The laird’s two soldier sons were also active Royalists: young Alexander was later to become one of Drum’s most colourful lairds. He fought for the Marquess of Huntly and was excommunicated by the Church of Scotland for ‘popery’, with a reward of 18,000 merks put on his head for his capture, dead or alive. He and his brother tried to escape by sea from Fraserburgh, but high winds drove them back to the Scottish coast and capture.
Robert, the younger brother, died a miserable death in the depths of Edinburgh Castle, but Alexander survived there under sentence of death until he was set free after the Marquess of Montrose’s victory at Kilsyth. His mother and wife were besieged and captured in Drum, this time by the Marquess of Argyll who turned both women out of the castle with nothing but ‘two grey plaids and a couple of work nags’.
This time Drum Castle was completely ransacked. Twice captured, four times garrisoned, Drum and its lands had been severely ravaged during the war. Animals had been killed, crops ruined, silver, jewellery and furniture stolen and its prosperity destroyed.
When young Alexander, the 11th laird, who had won a small cavalry encounter towards the end of the war, at last succeeded to his impoverished estates he was soon offered a peerage by the newly restored King Charles II. But he turned down the honour when the king refused to provide financial compensation for damage done to the Drum estate while supporting his cause.
So, twice the Irvines had missed becoming great magnates of the crown. The 11th laird’s first wife had apparently been somewhat aristocratically aloof but, after she died, he spotted a young shepherdess on his estates, some forty-seven years his junior.
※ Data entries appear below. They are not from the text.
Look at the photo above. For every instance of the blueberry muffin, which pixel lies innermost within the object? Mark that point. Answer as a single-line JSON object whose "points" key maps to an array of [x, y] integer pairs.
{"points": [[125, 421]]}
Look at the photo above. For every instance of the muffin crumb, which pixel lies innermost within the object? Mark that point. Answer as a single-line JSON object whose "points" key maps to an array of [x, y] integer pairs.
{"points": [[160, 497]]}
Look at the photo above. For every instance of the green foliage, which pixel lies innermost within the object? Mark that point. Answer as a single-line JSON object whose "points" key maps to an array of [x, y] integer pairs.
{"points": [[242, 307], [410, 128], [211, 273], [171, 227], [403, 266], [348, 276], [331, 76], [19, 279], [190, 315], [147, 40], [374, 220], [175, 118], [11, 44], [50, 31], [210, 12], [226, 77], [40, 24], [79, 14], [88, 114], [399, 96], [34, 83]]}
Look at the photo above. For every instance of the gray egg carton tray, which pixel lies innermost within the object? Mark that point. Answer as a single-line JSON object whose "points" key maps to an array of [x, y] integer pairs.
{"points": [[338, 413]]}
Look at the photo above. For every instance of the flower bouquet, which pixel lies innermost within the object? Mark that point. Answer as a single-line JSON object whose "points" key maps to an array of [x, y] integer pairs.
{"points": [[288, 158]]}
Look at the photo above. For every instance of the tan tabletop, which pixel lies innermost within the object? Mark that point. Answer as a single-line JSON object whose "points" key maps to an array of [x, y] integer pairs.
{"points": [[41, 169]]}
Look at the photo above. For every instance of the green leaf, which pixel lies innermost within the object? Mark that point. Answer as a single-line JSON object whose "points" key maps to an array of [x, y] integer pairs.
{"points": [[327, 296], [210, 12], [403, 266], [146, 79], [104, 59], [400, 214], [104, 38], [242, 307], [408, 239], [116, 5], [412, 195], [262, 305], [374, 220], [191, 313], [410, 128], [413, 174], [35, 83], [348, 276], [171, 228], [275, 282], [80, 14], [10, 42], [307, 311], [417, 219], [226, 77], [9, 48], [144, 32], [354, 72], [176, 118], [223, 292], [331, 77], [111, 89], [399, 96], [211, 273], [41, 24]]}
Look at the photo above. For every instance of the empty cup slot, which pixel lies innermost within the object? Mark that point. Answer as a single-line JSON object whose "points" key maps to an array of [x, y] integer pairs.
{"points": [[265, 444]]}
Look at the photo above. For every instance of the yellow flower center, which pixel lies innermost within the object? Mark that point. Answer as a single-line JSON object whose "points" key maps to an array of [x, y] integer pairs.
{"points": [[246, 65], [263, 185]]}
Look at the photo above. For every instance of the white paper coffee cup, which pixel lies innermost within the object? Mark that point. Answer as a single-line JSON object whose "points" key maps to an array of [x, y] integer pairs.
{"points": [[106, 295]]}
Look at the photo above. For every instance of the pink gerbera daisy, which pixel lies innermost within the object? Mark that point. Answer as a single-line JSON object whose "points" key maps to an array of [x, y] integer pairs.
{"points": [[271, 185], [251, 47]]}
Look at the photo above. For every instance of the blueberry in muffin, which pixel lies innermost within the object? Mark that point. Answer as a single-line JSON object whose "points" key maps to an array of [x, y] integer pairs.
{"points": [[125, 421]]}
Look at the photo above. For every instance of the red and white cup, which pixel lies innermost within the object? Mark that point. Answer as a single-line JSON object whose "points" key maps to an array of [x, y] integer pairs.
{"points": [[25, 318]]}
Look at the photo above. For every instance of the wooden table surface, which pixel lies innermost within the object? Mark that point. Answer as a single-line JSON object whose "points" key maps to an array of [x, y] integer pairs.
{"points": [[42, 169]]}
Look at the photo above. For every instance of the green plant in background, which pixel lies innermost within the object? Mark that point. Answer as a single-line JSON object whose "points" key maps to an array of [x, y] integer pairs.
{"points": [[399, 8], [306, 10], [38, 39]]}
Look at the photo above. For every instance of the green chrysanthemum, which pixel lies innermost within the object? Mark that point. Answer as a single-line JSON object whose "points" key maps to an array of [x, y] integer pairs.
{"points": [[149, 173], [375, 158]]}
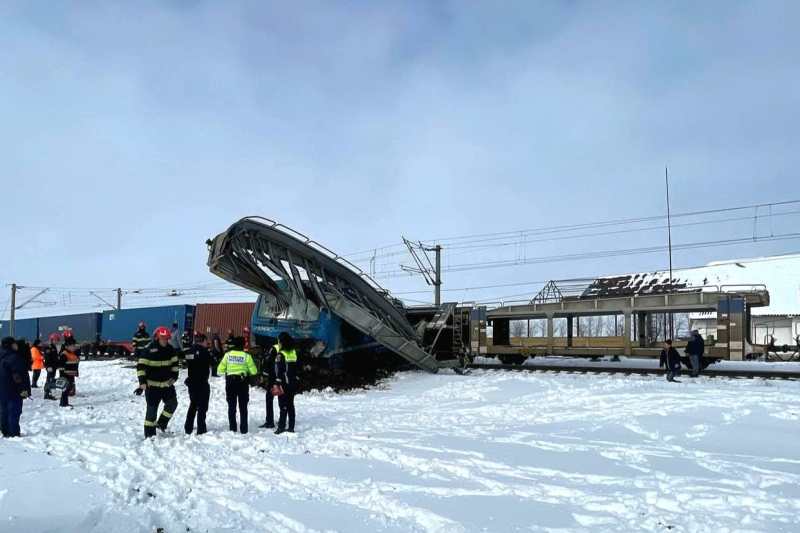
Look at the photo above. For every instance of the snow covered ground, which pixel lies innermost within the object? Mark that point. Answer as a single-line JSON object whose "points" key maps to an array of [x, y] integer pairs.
{"points": [[492, 451]]}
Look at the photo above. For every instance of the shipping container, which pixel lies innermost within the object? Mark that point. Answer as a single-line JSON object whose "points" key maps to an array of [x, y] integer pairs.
{"points": [[27, 328], [219, 318], [85, 327], [120, 325]]}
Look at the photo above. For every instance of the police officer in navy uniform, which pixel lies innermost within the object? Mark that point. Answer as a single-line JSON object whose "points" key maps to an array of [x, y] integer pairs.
{"points": [[198, 363], [238, 368]]}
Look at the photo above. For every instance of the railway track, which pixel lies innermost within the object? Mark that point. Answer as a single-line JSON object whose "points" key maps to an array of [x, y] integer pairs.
{"points": [[588, 369]]}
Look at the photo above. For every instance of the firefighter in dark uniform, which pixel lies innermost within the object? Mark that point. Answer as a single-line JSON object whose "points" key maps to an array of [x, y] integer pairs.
{"points": [[268, 380], [238, 367], [286, 378], [140, 341], [157, 370], [198, 363]]}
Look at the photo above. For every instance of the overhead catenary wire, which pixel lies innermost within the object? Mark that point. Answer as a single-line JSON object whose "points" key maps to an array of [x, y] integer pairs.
{"points": [[599, 254], [574, 227]]}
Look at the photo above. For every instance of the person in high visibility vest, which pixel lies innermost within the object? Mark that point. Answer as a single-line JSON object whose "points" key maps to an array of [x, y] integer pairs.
{"points": [[238, 367], [286, 379], [157, 371], [38, 362]]}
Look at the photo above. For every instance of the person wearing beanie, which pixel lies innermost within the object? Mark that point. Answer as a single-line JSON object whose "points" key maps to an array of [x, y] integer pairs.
{"points": [[15, 386]]}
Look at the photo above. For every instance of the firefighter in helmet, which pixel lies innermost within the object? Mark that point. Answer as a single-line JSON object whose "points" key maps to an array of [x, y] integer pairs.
{"points": [[157, 371]]}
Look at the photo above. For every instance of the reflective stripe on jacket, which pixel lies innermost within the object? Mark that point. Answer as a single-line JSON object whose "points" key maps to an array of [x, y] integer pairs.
{"points": [[158, 366], [38, 359], [237, 363]]}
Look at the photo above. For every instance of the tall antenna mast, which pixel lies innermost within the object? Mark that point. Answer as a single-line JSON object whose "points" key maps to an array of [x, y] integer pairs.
{"points": [[669, 245]]}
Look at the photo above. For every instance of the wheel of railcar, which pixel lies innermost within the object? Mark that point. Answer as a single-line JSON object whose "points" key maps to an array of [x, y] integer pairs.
{"points": [[707, 361], [512, 359]]}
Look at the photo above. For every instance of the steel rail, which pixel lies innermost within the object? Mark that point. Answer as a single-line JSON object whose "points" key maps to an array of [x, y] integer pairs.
{"points": [[584, 369]]}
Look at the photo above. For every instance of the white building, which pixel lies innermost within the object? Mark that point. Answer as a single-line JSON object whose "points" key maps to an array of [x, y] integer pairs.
{"points": [[781, 276]]}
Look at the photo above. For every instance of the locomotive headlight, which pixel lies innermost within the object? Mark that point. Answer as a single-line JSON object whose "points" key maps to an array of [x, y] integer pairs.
{"points": [[318, 348]]}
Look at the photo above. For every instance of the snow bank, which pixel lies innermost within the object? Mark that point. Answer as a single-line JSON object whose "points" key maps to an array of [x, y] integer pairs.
{"points": [[493, 451]]}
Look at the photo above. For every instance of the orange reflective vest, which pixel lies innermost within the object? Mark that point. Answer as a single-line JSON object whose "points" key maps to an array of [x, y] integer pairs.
{"points": [[38, 360]]}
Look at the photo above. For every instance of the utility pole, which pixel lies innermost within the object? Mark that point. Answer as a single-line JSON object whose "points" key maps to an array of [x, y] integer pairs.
{"points": [[438, 279], [13, 309], [669, 246], [431, 270]]}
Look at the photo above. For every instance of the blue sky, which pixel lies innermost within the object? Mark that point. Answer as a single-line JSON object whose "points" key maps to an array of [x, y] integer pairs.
{"points": [[131, 132]]}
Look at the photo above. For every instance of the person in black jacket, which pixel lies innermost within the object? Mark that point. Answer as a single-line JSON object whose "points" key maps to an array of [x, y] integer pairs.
{"points": [[695, 349], [15, 386], [157, 371], [52, 363], [268, 380], [69, 361], [198, 363], [286, 379], [671, 360]]}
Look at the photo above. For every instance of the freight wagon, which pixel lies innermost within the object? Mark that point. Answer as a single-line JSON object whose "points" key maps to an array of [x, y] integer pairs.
{"points": [[27, 328], [218, 319], [85, 327]]}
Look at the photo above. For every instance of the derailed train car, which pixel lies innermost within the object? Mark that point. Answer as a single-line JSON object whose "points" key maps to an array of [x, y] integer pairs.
{"points": [[337, 310]]}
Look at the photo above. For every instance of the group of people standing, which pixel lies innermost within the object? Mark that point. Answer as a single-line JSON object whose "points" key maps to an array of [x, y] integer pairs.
{"points": [[17, 358], [671, 359], [158, 365]]}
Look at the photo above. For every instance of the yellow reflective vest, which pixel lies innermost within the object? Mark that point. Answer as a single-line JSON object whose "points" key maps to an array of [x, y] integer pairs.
{"points": [[237, 363]]}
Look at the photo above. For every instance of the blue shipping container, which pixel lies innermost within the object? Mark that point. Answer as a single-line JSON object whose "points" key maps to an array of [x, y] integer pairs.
{"points": [[85, 327], [27, 328], [120, 325]]}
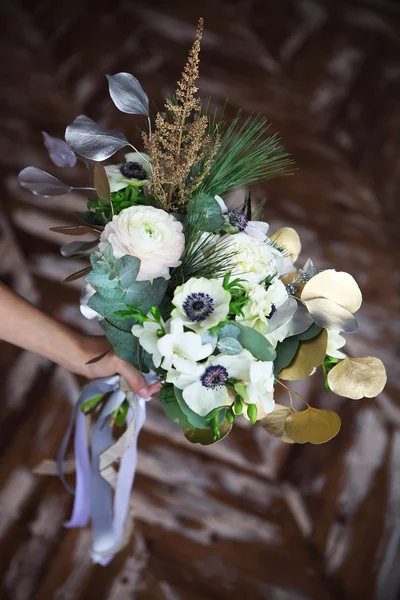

Sixteen-year-old Mary Coutts was not one to sell her virtue short so, despite general disapproval, the two were married and the old laird enjoyed six years of bliss before dying not long before his seventieth birthday in 1687. This story is recorded in the traditional ballad ‘The Laird of Drum’.
Alexander, his son by his first wife, was to be the 12th and last member of this line of Irvines. He died suddenly, leaving a pregnant wife, and an entail which gave Drum to his ruthless cousin, Irvine of Murtle. The 13th laird, Alexander Irvine, moved into Drum before his predecessor was even buried and confined the unfortunate widow to a small room.
His son, Alexander, the 14th laird, was a Jacobite and fought for the Old Pretender at Sheriffmuir. He was severely wounded in the head and died insane some years after the battle, leaving no heir.
Now Drum passed to the late laird’s uncle, John Irvine, the 15th laird, who had lived and worked for many years in Jamaica and South Carolina. He had returned to Scotland in about 1723.
In 1736 William, Earl of Aberdeen and Patrick Duff of Premnay bought the encumbered estate, which included lands from Cromar to just north of Dundee. They gave back to the family the ancestral seat and a small amount of land that surrounded it. The rest they parcelled out between them. The Drum estate never again grew to its former size or importance.